Randomized phase II study of two schedules of flavopiridol given as timed sequential therapy with cytosine arabinoside and mitoxantrone for adults with newly diagnosed, poor-risk acute myelogenous leukemia

Abstract

Background: Flavopiridol is a protein-bound, cytotoxic, cyclin dependent kinase inhibitor. A phase II trial of flavopiridol followed by ara-C and mitoxantrone with flavopiridol given by 1-h bolus for adults with newly-diagnosed, poor-risk acute myelogenous leukemia yielded 67% complete remission with median disease-free survival of 13.6 months.

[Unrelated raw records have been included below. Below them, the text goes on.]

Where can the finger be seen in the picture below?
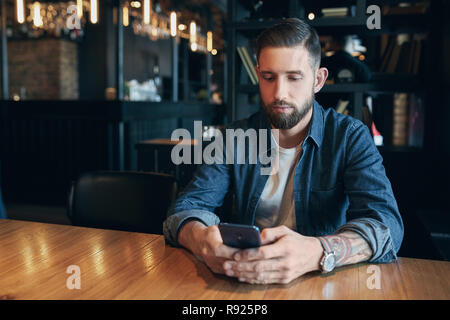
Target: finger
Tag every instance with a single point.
(254, 266)
(271, 235)
(262, 278)
(224, 251)
(266, 252)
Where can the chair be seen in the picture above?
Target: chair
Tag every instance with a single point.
(128, 201)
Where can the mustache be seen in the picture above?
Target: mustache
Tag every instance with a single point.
(282, 103)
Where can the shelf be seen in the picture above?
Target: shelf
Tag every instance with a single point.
(385, 149)
(384, 83)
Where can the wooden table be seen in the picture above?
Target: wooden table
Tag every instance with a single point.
(34, 258)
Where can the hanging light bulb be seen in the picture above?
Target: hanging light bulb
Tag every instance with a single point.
(20, 11)
(146, 11)
(37, 19)
(94, 11)
(193, 35)
(126, 17)
(209, 41)
(80, 8)
(173, 24)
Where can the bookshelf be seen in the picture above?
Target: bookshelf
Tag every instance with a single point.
(419, 175)
(243, 26)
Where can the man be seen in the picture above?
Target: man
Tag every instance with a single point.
(330, 202)
(2, 207)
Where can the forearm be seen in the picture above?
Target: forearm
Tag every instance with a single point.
(349, 247)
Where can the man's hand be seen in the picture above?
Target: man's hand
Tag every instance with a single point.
(283, 256)
(206, 243)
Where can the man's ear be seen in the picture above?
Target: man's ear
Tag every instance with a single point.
(321, 77)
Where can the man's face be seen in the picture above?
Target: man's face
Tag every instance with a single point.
(286, 84)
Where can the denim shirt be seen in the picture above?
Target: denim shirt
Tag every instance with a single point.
(340, 184)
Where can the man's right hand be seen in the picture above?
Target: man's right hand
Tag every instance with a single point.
(206, 243)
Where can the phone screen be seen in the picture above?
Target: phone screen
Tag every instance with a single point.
(240, 235)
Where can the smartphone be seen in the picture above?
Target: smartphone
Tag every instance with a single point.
(240, 235)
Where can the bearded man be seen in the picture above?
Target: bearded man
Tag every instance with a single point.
(328, 204)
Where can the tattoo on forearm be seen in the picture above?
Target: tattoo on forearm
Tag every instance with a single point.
(349, 247)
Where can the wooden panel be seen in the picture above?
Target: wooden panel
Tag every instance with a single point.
(123, 265)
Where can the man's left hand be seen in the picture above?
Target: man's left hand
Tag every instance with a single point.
(283, 256)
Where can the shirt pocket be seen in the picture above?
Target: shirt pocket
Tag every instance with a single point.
(327, 208)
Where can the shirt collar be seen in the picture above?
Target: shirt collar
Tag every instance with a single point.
(315, 131)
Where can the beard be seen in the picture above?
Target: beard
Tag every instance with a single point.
(288, 120)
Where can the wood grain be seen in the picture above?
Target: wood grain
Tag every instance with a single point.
(123, 265)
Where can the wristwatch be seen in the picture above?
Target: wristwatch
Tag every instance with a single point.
(328, 261)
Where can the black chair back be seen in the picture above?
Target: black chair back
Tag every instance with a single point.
(129, 201)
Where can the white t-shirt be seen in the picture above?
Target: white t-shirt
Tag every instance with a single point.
(277, 206)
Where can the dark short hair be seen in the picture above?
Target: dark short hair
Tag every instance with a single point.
(290, 33)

Design and methods: We compared bolus flavopiridol (50 mg/m(2)/day, Arm A) versus 'hybrid' flavopiridol (30 mg/m(2) over 30 min followed by 40 mg/m(2) over 4 h, Arm B) followed by ara-C and mitoxantrone in 78 patients (39 per arm) with newly diagnosed, poor-risk acute myelogenous leukemia. To mitigate imbalance, patients were stratified by presence or absence of secondary leukemia and therapy for antecedent disorder.

Results: Death at or before Day 60 occurred in 8% of patients per arm. Complete remission plus complete remission with incomplete recovery was 68% (Arm A, 62%; Arm B, 74%) overall, and 65% or over in both arms for patients with secondary leukemia and leukemia with adverse genetics. In Arm A 91% and in Arm B 86% of patients received chemotherapy and/or allogeneic transplantation in complete remission. Median overall survival for all remission patients has not been reached for either arm, with median disease free survival of 13.6 months for Arm A and of 12.0 months for Arm B.

Conclusions: Both flavopiridol schedules produce comparably encouraging results in adults with poor-risk acute myelogenous leukemia. Given the greater ease of bolus administration, we are conducting a randomized phase II study of bolus flavopiridol followed by ara-c and mitoxantrone versus conventional induction therapy for patients aged 70 years and under with intermediate or poor-risk acute myelogenous leukemia. This study is registered at www.clinicaltrials.gov as #NCT 00407966.

Trial registration: ClinicalTrials.gov NCT00407966.

Figure 1.

Total (A) and unbound (B) flavopiridol concentrations at various time points during and after administration by bolus (filled circles) and hybrid (open circles) schedules.

Figure 2.

(A) Overall survival for 24 CR/CRi patients treated in Arm A (—) and for 29 CR/CRi patients treated in Arm B (---). (B) Disease-free survival for 24 CR/CRi patients treated in Arm A (—) and for 29 CR/CRi patients treated in Arm B (---).

Figure 3.

(A) and (B) Overall and disease-free survivals (OS, DFS) for patients with secondary AML. For Arm A (—), median OS (26 patients) = 10.7 months (95% CI: 6.64, Inf) and median DFS (17 patients) = 18.5 months (95% CI: 8.13, Inf). For Arm B (---), median OS (28 patients) = 13 months (95% CI: 7.0, Inf) and median DFS (20 patients) = 9.6 months (6.8-inf). (C) and (D) Overall and disease-free survivals (OS, DFS) for patients with adverse cytogenetics. For Arm A (—), median OS (23 patients) = 9 months (4.0, Inf) and median DFS (14 patients) = 14.3 months (95% CI: 8.1, Inf). For Arm B (---), median OS (25 patients) = 12.6 months (95% CI: 7.0, Inf) and median DFS (18 patients) = 9.6 months (4.1, Inf).